Yamal chce wygrać Ligę Mistrzów, więc poprosił Barcelonę o transfer
FC Barcelona przegrała w 5. kolejce Ligi Mistrzów z Chelsea (0:3). Tym samym na pięć spotkań w fazie ligowej podopieczni Hansiego Flicka mają na swoim koncie tylko dwa zwycięstwa. Obecnie zajmują odległe 15. miejsce w tabeli, a ich szanse na bezpośredni awans do 1/8 finału są coraz mniejsze. Do rozegrania pozostały im jeszcze trzy spotkania. Zmagania w pierwszym etapie zakończą się w styczniu.
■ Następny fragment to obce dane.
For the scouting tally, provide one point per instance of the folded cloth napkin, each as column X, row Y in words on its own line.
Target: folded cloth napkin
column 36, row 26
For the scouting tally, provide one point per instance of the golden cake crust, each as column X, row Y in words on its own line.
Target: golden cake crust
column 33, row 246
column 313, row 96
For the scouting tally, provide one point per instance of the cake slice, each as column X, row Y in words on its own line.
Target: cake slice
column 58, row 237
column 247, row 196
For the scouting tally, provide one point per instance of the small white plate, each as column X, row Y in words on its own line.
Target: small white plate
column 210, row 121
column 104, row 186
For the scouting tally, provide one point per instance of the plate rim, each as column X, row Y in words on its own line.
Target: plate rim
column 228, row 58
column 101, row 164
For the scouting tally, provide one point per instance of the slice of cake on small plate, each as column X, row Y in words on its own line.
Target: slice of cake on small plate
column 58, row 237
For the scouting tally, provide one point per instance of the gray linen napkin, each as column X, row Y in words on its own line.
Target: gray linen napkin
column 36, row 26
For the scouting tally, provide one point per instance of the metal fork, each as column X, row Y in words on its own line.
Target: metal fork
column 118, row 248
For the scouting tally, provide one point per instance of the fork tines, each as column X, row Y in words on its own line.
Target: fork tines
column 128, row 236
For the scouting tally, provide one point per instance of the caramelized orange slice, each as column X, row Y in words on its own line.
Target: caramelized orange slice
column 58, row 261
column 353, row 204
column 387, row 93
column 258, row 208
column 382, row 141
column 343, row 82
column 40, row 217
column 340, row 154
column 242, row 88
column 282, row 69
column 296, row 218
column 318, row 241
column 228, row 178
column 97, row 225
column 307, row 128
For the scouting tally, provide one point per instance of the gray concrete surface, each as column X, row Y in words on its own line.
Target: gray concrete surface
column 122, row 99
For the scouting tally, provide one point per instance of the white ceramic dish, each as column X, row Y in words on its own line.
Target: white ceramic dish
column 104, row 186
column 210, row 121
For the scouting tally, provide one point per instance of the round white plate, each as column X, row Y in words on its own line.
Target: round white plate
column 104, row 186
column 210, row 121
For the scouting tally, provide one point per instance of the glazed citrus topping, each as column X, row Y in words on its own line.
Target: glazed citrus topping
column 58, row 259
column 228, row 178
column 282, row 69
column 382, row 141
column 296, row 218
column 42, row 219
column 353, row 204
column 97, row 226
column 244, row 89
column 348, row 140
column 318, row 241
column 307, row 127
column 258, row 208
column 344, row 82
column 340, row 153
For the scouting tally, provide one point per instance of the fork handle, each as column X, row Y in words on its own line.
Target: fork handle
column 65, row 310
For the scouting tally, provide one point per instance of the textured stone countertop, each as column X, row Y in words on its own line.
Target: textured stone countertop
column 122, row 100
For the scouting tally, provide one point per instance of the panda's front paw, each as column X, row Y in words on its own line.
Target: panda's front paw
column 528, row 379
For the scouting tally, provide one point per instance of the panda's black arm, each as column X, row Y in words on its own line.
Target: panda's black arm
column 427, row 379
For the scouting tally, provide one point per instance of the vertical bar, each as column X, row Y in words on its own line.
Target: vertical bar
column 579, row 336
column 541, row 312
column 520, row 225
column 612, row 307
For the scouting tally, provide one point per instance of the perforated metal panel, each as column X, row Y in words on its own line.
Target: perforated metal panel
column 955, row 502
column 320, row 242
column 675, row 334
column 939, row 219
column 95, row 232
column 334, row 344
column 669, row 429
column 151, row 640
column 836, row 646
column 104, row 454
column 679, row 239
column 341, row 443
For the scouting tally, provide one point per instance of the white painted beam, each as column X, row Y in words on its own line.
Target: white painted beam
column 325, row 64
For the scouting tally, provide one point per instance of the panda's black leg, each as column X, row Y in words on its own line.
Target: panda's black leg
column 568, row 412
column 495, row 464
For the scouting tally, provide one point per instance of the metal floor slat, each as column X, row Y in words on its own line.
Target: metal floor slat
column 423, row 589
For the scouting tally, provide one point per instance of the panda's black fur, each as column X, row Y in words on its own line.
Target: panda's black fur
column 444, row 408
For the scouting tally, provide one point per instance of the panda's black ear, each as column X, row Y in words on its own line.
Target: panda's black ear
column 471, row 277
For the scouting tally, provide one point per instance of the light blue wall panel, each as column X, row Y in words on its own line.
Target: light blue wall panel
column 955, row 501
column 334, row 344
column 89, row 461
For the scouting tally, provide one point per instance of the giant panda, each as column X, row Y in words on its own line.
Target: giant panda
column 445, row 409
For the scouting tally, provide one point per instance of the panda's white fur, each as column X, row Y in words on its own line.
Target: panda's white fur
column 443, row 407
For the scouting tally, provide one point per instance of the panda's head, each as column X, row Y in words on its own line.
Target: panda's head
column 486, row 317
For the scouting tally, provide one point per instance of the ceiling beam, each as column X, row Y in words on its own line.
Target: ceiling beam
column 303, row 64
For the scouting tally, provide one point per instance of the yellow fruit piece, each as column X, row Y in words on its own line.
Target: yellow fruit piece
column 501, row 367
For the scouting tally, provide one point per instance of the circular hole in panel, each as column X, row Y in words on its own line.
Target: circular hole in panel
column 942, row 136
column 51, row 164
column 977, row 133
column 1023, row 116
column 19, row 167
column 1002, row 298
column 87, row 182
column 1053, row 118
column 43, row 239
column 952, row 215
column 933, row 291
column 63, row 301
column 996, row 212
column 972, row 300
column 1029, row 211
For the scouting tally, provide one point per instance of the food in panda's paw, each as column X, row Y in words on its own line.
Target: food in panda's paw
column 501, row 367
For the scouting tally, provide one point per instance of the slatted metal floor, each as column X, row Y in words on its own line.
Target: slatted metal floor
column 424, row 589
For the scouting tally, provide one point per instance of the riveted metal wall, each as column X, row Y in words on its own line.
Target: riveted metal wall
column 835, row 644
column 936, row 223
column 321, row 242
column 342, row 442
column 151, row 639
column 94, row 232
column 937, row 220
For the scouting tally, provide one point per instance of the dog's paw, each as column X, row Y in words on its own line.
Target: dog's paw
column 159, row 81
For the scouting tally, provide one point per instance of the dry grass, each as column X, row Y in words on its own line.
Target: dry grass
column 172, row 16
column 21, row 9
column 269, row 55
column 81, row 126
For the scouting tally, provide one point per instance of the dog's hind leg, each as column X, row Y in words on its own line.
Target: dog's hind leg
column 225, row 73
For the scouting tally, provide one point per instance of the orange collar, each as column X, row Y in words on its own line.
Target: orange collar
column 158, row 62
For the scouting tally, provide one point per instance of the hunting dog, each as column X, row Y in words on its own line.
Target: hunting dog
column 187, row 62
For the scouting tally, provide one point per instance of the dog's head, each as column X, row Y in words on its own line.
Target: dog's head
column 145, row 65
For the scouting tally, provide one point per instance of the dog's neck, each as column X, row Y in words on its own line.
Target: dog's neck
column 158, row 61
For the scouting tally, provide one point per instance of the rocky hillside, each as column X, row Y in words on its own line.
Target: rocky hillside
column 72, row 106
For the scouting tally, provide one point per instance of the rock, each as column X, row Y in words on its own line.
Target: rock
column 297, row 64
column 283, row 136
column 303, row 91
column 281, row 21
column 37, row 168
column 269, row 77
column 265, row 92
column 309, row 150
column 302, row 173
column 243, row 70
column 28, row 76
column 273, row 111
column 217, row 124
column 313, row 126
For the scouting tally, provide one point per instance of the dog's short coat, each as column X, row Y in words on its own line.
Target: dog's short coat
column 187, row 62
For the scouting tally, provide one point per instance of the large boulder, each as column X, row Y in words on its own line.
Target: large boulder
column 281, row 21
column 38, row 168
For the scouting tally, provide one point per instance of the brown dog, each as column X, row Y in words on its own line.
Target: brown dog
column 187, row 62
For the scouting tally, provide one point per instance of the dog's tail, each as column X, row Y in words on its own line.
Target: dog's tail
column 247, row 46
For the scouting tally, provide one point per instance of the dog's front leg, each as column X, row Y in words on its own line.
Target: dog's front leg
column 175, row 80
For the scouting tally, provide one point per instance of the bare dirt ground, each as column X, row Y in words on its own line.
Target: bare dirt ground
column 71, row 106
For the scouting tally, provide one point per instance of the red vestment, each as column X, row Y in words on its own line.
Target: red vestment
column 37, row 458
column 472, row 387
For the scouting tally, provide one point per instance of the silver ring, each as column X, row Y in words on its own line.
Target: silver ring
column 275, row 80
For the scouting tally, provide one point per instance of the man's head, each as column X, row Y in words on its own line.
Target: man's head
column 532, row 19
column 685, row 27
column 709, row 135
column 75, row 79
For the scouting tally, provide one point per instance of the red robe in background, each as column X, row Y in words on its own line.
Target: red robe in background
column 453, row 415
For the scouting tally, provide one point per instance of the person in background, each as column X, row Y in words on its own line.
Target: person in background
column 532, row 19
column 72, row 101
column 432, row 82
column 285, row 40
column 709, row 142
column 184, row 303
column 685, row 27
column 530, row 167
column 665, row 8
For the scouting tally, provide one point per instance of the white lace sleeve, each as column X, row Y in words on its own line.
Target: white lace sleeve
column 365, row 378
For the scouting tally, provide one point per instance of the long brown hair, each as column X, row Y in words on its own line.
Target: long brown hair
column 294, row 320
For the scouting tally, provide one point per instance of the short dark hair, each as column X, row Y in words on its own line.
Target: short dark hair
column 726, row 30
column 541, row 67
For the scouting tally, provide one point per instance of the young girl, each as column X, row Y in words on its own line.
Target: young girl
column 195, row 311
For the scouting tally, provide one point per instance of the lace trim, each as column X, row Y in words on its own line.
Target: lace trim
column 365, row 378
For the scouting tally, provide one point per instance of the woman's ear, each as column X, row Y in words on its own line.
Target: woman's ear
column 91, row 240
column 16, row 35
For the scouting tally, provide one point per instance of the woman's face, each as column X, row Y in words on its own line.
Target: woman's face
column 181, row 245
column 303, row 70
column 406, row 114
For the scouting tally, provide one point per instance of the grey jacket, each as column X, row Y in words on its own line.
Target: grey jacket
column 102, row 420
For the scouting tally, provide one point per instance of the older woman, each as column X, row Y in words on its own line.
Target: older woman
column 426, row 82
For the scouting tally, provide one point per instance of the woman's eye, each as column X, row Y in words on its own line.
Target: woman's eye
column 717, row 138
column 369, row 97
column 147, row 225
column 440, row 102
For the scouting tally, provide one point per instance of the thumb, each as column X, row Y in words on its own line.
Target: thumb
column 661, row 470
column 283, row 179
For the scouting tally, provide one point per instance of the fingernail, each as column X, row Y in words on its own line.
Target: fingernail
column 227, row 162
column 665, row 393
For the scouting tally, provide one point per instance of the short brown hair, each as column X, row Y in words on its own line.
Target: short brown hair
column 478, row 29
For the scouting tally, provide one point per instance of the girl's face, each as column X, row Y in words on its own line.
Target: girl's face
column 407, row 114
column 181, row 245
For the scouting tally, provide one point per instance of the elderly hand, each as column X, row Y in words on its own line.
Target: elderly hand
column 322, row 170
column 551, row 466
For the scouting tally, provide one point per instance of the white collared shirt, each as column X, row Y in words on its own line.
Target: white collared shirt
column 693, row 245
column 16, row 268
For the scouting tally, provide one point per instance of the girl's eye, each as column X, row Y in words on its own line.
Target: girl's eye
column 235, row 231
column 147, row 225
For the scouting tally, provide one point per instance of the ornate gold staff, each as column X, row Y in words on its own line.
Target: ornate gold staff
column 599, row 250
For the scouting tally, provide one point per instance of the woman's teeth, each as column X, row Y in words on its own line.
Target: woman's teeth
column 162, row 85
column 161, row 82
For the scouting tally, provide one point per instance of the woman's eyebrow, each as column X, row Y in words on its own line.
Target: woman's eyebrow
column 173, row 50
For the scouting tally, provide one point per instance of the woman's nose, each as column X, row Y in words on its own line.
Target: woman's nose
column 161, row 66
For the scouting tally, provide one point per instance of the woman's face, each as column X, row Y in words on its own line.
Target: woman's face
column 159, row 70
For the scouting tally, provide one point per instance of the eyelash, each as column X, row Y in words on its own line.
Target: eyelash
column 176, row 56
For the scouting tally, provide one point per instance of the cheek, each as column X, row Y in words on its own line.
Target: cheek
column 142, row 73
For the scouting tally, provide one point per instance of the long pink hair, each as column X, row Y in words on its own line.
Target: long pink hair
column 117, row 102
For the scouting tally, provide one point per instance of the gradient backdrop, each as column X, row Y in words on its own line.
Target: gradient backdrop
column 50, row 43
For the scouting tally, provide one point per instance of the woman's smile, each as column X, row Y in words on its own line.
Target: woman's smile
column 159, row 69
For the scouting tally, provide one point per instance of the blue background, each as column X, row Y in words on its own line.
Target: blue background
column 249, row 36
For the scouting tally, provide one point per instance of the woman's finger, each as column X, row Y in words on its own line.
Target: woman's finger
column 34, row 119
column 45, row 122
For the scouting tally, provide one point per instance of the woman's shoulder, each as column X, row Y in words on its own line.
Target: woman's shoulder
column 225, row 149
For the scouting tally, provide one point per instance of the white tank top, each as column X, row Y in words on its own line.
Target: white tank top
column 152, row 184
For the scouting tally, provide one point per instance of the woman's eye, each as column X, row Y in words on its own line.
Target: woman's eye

Ostatnia porażka w Lidze Mistrzów sprawiła, że obok Barcelony znalazł się duży znak zapytania. Przed startem rozgrywek Duma Katalonii była uważana za jednego z faworytów do zwycięstwa. Aktualnie ze względu na słabsze wyniki, trudno upatrywać w nich faworyta.
Niezadowolony z obecnej sytuacji jest Lamine Yamal. Nastolatek, który jest jednym z kluczowych zawodników, marzy o triumfie w Lidze Mistrzów. Aby to osiągnąć, uważa, że drużyna potrzebuje wzmocnień, dlatego poprosił Barcelonę o transfer gwiazdy światowego formatu.
Z informacji podanych przez El Nacional wynika, że Yamal wskazał Barcelonie dwóch konkretnych zawodników, których widziałby w zespole. Pierwszym z nich jest Harry Kane, czyli napastnik Bayernu Monachium, a drugim Julian Alvarez, gwiazda Atletico Madryt. Nietrudno się domyślić, że chodzi o następcę Roberta Lewandowskiego, który latem może opuścić klub ze względu na wygasającą umowę.